Various people wrote:

The syntax of SRFI-177 is too heavy

I agree that keyword-call and even call/kw are long, though that is within the Lisp tradition of verbose identifiers.  How about providing both keyword-call (explicit) and :: (short)?

People have written large
Lisp systems for decades. If one can be found that avoids keyword args
and is still easy to read, it would make for a good case study.

Unlikely, I think.  It's difficult to write a non-trivial CL program that doesn't involve the keyword arguments of the standard library, whether application code contains keyword functions or not.

let-optionals and let-keywords 

There is no real connection between these two except that Alex Shinn wrote both and put them in the same Chibi library.  In particular, you can nest let-keywords in the body of let-optional, but they don't trivially interoperate the way optionals and keywords do in CL or DSSSL.

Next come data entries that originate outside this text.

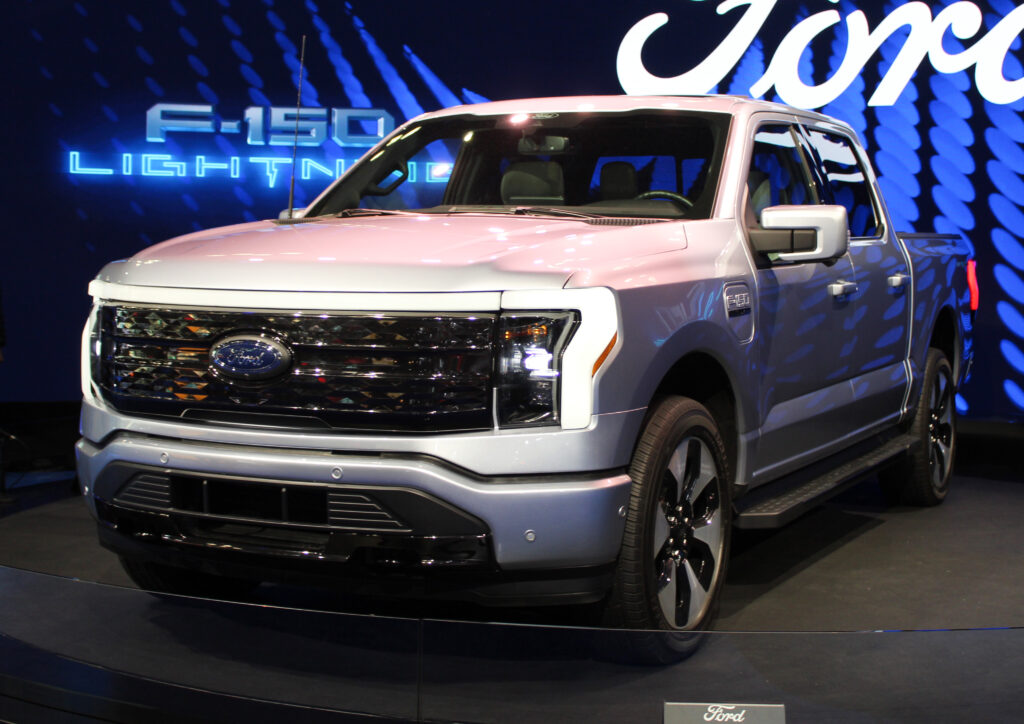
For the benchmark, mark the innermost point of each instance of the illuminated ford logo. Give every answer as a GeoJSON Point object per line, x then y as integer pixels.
{"type": "Point", "coordinates": [250, 357]}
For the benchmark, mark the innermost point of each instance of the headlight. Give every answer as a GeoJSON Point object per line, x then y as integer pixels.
{"type": "Point", "coordinates": [530, 346]}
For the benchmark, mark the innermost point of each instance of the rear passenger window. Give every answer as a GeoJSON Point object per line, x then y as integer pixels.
{"type": "Point", "coordinates": [847, 181]}
{"type": "Point", "coordinates": [778, 173]}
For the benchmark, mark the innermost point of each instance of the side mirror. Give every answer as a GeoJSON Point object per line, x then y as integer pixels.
{"type": "Point", "coordinates": [803, 232]}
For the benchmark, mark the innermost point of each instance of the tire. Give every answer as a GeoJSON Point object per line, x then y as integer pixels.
{"type": "Point", "coordinates": [676, 544]}
{"type": "Point", "coordinates": [922, 477]}
{"type": "Point", "coordinates": [157, 578]}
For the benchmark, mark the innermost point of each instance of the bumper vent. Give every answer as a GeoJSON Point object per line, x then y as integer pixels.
{"type": "Point", "coordinates": [146, 491]}
{"type": "Point", "coordinates": [369, 371]}
{"type": "Point", "coordinates": [350, 510]}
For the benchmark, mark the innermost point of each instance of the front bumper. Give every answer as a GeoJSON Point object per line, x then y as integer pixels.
{"type": "Point", "coordinates": [526, 523]}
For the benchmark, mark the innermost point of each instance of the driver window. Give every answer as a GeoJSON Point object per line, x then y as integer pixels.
{"type": "Point", "coordinates": [778, 173]}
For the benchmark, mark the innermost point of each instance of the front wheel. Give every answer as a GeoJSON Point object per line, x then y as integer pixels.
{"type": "Point", "coordinates": [923, 476]}
{"type": "Point", "coordinates": [676, 543]}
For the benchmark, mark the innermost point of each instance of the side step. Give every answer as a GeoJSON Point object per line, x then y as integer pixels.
{"type": "Point", "coordinates": [782, 502]}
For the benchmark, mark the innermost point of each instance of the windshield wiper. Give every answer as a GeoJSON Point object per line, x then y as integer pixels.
{"type": "Point", "coordinates": [371, 212]}
{"type": "Point", "coordinates": [552, 211]}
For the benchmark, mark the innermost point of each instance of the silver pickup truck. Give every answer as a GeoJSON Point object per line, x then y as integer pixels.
{"type": "Point", "coordinates": [530, 351]}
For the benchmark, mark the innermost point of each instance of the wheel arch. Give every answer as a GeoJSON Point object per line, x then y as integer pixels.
{"type": "Point", "coordinates": [704, 379]}
{"type": "Point", "coordinates": [945, 338]}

In my view, we should not attempt to solve the optional-arguments problem in this SRFI; discussion on it can wait for a future SRFI.

I should mention that although a few Schemes may have built-in case-lambda, the majority of them use a syntax-rules definition to expand it to make use of a single rest argument, not even noticing whether all the lambda-lists have at least n arguments and making them explicit.

IMO, the most important reason for having something like SRFI 177 that expands to native keywords on implementations that have them, is that it allows portable code to (conditionally) invoke native code written to expect native keywords.